Botkit features and integrations
Although you can use any NLP engine with Botkit, the home page for the framework now lists “Integrated NLP from LUIS.ai” as a core feature. Since Botkit is being assimilated into the Microsoft Bot Framework, it’s reasonable to assume that using LUIS may soon become the most straightforward way to bring NLP to your bot.
When it comes to fundamental features, the Botkit core library provides a platform-independent way to build bots for any communication channel. That’s in addition to several platform-specific adaptors that allow you to build bots for an individual platform. The result is that you have tons of flexibility to build the kind of bot you want—for the platform or platforms you want—using the machine learning service of your choice.
As for messaging app integrations, Botkit provides several. Just use the adaptor that communicates with the API for a given platform. The documentation offers straightforward instructions for integrating your bot with all of the following:
- Cisco Webex
- Cisco Jabber
- Microsoft Teams
- Facebook Messenger
- Twilio SMS
- Twilio IPM
- Google Hangouts
In a section on Botkit and Microsoft Bot Framework, the Botkit documentation notes that it’s also easy to integrate your bot with Skype, Telegram, and Kik. When using Botkit within the context of Microsoft AI and bot-building tools, you can easily publish your bot to these platforms.
Botkit pricing model
Until early 2019, Botkit had free and paid versions. The paid version was Botkit Studio, which is now Botkit CMS. Unlike Botkit Studio, Botkit CMS is free for anyone to use.
However, since Botkit doesn’t actually host your bot, be sure to check pricing information for the company that hosts it. Most charge a fee when a certain amount of data is exchanged. Microsoft Azure Bot Service, for example, charges 50 cents per 1,000 messages to your bot when users communicate with it on your own website or app.

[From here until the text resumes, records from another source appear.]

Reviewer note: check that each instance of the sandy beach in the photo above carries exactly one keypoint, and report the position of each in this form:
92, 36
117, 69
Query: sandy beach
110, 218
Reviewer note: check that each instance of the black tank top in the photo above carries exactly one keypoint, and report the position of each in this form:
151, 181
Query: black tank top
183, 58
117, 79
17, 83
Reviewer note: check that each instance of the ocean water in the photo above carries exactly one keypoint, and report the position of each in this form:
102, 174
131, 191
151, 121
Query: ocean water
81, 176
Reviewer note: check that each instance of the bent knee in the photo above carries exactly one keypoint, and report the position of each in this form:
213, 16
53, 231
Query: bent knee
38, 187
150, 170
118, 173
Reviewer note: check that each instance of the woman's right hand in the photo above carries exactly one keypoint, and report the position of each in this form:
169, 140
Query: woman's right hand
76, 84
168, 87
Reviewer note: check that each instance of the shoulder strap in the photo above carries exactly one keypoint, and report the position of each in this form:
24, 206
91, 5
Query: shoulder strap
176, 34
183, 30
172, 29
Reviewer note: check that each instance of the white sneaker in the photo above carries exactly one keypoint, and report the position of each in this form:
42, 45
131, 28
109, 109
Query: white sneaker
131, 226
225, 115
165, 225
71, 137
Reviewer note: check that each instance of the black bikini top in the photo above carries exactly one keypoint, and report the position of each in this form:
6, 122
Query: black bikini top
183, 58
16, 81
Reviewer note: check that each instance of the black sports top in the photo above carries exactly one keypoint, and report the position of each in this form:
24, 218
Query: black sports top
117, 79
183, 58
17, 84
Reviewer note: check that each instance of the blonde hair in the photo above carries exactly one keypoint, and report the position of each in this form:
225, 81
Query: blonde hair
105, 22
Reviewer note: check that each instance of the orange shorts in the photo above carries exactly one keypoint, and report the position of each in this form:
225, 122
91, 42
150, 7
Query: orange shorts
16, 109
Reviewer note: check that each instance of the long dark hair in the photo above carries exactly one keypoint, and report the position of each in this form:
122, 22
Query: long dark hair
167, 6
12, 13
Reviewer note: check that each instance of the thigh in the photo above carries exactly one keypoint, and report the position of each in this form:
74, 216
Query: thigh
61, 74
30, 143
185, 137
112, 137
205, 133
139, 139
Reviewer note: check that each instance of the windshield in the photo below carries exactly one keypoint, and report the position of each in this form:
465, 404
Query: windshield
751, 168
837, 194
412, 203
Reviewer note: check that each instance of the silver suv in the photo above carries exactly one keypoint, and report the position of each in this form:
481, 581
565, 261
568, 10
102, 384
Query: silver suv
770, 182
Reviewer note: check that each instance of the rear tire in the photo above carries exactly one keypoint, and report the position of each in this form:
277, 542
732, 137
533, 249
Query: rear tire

If you just want to build a simple Botkit bot to get a feel for the framework, you can always do that for free.
How machine learning works in Botkit
Since the Botkit mission is to make it easy to build great chatbots, the organization doesn’t burden developers with machine learning.
This distinguishes Botkit from a framework like Pandorabots, which takes pride in exposing developers to all of the underlying code and throwing them into the thick of things. Botkit doesn’t include machine learning or AI because that’s not what it is about. Instead, you have the option to easily integrate any NLP service you want into your bot’s core functionality.
How to get started with Botkit
Review the Botkit documentation, and follow the instructions for installing Botkit. Brief tutorials show you how to build a bot from scratch and how to enable it to “hear” messages and respond to events. Others discuss scripted dialog control (known as conversation management) in Botkit and how to extend the framework with middleware.
Another good resource is the Bot Developer Hangout, where you can chat with developers who are using the framework. Get tips from Botkit veterans, and take advantage of the community that revolves around this framework.